Social media has given brands previously unmatched access to consumers, but we may forget that the customers also have access to those same communication tools and are able to broadcast their messages to the world. Whilst this is a fantastic opportunity to get your name out there, it is also necessary to understand that given a reason to, consumers could make your life very hard with negative publicity. Brands need to ensure that they respond in the right way to their customers, to avoid some serious public backlash like what United Airlines received after their less than professional handling of the “Sons of Maxwell”.

In 2008, the Sons of Maxwell, a rock group led by David Carroll, witnessed baggage handlers throwing their guitars on the tarmac whilst waiting to board a United Airlines flight to Chicago. On arrival, Carrolls’ $3,500 Taylor guitar had been broken. Despite claiming that the guitar had lost some of its unique sound through the bad handling, was simply asking for $1,200 to repair his guitar. He pursued compensation from United Airlines for 9 months, but fault was denied as well as any assistance or compensation to Carroll – the airline even rejected the idea of an apology!

In reaction to his feelings of utter dissatisfaction with the handling of this reasonable ask from United Airlines, he wrote a song about the incident and posted the music video on YouTube. After three days, it had received over 500,000 views and some serious iTunes popularity (it has now reached almost 12 million views on YouTube!). Carroll then wrote two more modest hits about the incident and United Airlines.

Within the first day, United Airlines apologised through Twitter. However, no mention was made on Facebook or their public release Facebook tab. United Airlines also failed to respond to any negative comments on their YouTube channel, and as a result negative sentiment quickly increased. Eventually, the airline made amends by donating $3,000 to the Thelonious Monk Jazz Institute, as Carroll requested, however no resulting improvement was seen in luggage handling.

Carroll eventually began giving speeches on customer service to corporations around the country. He even flew United Airlines again, though the airline lost his luggage on a flight to Denver! Social media Today concluded that “United Airlines did follow the first rule of crisis communications by apologizing and trying to make amends.  It’s their failure to leverage and integrate their online channels that is at issue.”

From this mess of a Social media PR story, three lessons can be learnt. Firstly, using owned media could have saved the airline a large amount of negativity. They own the Facebook page and YouTube channel however failed to handle the situation at all on either of these sites; and paid the price.

Secondly, immediate response can stop the large outbreak of negativity before it even happens. How many millions of negative comments on YouTube need to be posted to get a company response? In the ideal world – only one.
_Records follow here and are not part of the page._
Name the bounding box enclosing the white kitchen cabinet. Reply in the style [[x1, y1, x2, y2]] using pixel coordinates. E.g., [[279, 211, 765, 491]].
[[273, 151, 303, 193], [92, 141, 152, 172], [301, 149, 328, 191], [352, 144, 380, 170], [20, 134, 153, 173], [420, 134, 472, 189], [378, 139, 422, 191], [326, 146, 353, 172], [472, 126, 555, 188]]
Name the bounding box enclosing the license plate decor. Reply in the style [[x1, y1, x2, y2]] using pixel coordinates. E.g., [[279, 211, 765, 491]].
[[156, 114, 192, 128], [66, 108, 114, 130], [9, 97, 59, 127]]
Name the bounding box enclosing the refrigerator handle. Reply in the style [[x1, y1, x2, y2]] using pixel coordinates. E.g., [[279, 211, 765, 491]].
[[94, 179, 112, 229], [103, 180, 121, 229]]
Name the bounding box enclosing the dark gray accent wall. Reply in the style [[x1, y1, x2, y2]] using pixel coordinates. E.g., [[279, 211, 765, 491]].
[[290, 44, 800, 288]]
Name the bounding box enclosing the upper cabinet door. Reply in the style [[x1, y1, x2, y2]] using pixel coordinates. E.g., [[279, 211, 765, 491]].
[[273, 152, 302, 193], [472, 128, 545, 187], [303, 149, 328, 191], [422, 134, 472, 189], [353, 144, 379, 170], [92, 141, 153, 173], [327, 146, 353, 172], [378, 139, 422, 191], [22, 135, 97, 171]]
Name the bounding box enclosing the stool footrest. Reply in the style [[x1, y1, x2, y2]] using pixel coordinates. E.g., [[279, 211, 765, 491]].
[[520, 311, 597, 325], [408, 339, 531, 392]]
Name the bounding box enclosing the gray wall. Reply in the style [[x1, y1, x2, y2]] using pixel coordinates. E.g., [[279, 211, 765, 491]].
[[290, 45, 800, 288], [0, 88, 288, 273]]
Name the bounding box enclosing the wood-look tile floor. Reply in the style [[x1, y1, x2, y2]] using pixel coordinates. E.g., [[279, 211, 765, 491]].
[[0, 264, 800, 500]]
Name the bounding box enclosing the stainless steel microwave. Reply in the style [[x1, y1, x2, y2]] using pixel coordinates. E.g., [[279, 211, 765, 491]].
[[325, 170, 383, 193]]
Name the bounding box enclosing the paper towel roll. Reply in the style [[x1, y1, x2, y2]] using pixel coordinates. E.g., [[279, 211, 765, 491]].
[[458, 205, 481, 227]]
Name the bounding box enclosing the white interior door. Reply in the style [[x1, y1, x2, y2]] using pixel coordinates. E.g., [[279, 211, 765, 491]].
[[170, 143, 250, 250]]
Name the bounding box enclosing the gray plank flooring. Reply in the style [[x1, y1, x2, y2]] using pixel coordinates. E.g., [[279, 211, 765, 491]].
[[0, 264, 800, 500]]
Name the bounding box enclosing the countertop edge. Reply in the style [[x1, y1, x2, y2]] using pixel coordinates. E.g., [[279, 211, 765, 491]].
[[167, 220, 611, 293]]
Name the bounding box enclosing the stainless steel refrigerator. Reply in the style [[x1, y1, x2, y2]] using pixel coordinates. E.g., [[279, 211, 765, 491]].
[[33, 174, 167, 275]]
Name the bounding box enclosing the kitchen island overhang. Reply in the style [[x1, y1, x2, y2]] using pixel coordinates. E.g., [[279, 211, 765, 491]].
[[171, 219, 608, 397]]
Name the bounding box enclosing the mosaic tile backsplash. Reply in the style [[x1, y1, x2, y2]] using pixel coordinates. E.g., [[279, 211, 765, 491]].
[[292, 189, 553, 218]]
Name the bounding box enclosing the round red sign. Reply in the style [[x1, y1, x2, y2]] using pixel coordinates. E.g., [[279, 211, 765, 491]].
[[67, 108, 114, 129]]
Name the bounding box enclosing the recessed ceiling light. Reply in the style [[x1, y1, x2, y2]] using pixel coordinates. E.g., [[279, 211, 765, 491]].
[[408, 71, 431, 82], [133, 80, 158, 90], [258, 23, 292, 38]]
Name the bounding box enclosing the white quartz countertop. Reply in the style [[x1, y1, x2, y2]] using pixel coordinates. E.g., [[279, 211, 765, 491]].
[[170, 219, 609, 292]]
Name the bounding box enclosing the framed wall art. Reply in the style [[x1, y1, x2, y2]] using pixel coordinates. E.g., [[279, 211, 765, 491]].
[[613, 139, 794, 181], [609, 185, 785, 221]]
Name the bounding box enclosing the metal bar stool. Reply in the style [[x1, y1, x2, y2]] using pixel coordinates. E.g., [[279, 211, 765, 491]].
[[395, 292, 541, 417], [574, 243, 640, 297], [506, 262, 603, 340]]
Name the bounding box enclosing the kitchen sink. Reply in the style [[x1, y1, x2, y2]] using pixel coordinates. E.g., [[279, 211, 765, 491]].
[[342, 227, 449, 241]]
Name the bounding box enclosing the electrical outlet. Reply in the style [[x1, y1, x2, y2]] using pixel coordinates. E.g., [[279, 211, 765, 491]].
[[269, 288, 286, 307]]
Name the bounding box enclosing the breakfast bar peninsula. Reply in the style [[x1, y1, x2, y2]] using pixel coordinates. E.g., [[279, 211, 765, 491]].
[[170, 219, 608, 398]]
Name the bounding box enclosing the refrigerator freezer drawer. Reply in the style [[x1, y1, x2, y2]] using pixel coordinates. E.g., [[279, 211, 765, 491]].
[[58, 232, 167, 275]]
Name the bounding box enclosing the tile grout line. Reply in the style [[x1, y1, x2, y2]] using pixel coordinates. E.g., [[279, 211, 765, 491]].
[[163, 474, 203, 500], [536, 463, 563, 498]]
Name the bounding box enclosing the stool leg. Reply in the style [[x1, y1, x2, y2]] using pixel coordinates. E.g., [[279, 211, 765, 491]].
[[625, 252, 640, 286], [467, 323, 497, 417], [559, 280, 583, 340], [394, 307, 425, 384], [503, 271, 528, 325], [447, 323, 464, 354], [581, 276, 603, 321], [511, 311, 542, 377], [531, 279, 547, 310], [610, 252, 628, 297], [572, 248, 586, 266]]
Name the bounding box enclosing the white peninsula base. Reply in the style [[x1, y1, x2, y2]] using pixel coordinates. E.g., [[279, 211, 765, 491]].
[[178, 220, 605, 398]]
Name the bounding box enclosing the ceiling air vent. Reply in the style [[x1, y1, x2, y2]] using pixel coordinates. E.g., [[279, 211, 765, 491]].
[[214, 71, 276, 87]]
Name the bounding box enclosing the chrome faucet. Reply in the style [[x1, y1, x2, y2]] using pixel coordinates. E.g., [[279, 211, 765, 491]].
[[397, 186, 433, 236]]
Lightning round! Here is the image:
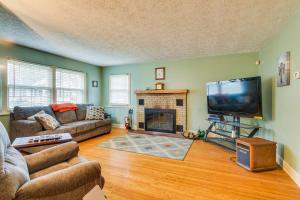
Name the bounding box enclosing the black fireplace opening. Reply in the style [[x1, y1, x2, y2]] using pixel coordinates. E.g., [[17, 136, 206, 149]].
[[145, 108, 176, 133]]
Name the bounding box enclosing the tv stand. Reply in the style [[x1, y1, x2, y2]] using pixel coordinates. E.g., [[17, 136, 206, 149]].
[[204, 116, 260, 151]]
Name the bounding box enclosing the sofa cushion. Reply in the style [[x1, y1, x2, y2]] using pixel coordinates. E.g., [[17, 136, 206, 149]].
[[76, 104, 93, 121], [9, 120, 43, 141], [38, 124, 76, 135], [55, 110, 77, 124], [27, 110, 46, 121], [13, 106, 55, 120], [35, 114, 60, 130], [0, 145, 30, 199], [65, 120, 96, 133], [89, 119, 111, 128]]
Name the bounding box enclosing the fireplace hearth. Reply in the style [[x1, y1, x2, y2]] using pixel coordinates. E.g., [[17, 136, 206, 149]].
[[145, 108, 176, 133]]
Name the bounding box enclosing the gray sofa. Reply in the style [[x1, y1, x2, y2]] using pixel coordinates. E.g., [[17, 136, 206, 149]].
[[10, 104, 111, 142]]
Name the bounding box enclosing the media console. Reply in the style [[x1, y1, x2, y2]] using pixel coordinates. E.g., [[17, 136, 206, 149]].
[[204, 117, 260, 151]]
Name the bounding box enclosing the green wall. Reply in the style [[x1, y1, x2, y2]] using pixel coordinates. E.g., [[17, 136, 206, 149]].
[[0, 41, 101, 128], [259, 9, 300, 173], [102, 53, 258, 130]]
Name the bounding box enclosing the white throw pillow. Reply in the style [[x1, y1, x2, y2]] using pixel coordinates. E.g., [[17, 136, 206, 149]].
[[35, 113, 60, 130], [85, 106, 104, 120], [27, 110, 46, 121]]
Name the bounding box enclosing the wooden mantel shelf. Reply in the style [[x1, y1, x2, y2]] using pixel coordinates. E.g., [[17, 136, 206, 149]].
[[135, 90, 189, 94]]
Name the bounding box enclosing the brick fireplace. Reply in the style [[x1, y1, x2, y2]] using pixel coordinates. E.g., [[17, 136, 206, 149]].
[[136, 90, 188, 133]]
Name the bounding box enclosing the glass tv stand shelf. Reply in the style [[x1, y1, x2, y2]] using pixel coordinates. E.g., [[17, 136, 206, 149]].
[[204, 117, 260, 151]]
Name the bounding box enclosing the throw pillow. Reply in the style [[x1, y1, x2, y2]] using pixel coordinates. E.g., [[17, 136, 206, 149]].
[[85, 106, 104, 120], [35, 114, 60, 130], [27, 110, 46, 121]]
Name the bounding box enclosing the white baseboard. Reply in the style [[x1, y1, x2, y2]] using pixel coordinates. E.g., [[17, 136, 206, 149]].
[[276, 154, 300, 187]]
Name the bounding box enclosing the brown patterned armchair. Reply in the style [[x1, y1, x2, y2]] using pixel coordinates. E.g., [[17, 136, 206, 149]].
[[0, 123, 104, 200]]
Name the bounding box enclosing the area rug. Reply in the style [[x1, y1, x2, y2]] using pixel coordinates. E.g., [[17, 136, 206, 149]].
[[97, 133, 193, 160]]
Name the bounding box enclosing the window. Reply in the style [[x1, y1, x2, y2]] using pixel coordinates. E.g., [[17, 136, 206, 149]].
[[6, 60, 86, 109], [56, 69, 85, 103], [7, 60, 53, 109], [109, 74, 129, 105]]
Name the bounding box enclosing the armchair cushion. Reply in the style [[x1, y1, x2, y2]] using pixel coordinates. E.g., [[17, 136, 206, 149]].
[[25, 142, 79, 174], [0, 145, 30, 200], [15, 161, 103, 200]]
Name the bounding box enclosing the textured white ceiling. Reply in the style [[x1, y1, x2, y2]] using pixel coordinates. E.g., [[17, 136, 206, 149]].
[[0, 0, 300, 66]]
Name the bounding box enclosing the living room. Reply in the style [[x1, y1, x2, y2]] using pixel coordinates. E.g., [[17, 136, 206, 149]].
[[0, 0, 300, 200]]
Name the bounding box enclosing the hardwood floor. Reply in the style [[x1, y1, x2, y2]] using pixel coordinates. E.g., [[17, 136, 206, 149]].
[[80, 129, 300, 200]]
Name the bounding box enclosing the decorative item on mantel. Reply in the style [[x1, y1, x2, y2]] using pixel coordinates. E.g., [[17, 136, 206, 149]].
[[155, 83, 165, 90]]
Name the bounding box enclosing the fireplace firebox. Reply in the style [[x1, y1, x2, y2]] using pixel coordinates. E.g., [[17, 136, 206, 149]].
[[145, 108, 176, 133]]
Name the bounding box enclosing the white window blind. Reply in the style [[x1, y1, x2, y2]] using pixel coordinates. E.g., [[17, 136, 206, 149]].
[[56, 68, 86, 103], [109, 74, 129, 105], [7, 60, 53, 109]]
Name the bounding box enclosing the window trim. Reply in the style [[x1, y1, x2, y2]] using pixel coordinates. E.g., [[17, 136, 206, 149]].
[[53, 67, 88, 104], [108, 73, 131, 107], [5, 58, 88, 111]]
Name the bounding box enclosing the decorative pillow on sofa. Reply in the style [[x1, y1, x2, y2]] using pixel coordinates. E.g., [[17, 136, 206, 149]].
[[35, 114, 60, 130], [27, 110, 46, 121], [85, 106, 104, 120]]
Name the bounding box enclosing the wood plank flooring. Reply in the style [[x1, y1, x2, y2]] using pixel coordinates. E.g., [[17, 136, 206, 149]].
[[80, 128, 300, 200]]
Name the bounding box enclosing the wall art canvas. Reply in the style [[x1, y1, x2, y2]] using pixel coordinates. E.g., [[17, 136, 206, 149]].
[[277, 52, 291, 87]]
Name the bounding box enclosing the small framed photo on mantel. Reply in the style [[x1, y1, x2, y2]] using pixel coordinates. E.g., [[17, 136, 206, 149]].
[[155, 67, 166, 80]]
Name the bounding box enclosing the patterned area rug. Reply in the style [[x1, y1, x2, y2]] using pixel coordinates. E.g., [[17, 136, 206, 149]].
[[97, 133, 193, 160]]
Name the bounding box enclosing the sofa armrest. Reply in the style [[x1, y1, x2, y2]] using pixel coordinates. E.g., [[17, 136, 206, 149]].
[[15, 161, 101, 200], [9, 120, 43, 142], [25, 142, 79, 173]]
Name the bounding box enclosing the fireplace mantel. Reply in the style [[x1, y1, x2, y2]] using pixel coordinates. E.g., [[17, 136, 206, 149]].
[[135, 90, 189, 94]]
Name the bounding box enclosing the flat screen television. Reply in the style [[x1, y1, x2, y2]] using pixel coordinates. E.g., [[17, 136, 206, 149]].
[[206, 77, 262, 118]]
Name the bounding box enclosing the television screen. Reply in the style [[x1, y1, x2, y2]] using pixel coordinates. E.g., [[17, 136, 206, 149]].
[[207, 77, 262, 117]]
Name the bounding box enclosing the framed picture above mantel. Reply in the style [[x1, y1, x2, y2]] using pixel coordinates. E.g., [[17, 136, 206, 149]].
[[155, 67, 166, 80]]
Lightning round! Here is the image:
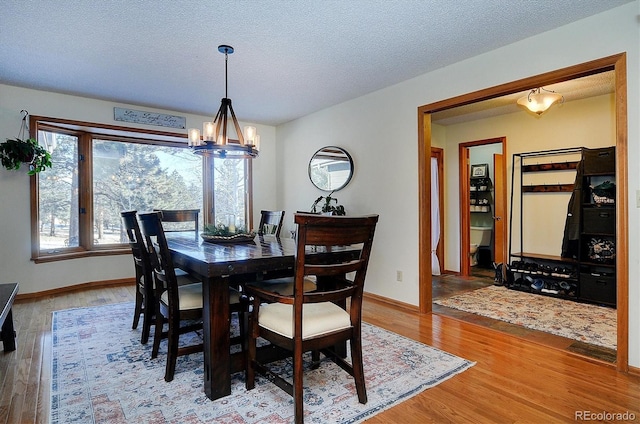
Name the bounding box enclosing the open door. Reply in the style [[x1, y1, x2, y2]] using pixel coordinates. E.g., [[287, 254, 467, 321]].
[[493, 152, 508, 263]]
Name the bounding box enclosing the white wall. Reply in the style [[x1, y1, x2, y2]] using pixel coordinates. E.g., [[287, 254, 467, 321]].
[[277, 1, 640, 367], [0, 85, 276, 293]]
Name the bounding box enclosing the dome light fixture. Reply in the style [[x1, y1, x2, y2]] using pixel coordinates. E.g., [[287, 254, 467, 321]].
[[517, 87, 564, 116], [188, 44, 260, 159]]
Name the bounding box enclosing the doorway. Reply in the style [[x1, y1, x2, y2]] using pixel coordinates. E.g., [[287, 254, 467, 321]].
[[458, 137, 507, 277], [418, 53, 629, 372], [431, 147, 445, 275]]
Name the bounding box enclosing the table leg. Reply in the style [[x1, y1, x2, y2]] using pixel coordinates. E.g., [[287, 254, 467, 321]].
[[0, 309, 16, 352], [202, 278, 231, 400]]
Immediate response on all channels will let the community know that you have dealt with the issue and then you will not have to deal with the issue. As a result, people will not retaliate as much against the initial scenario as a resolution has been reached.

Finally, it is important for companies to understand that sometimes change needs to be made. If this meant that United Airlines reviewed baggage handling procedure, then so be it. This change would have led to a much better outcome to the situation.

Good customer service doesn’t always stay with us, but bad customer service does.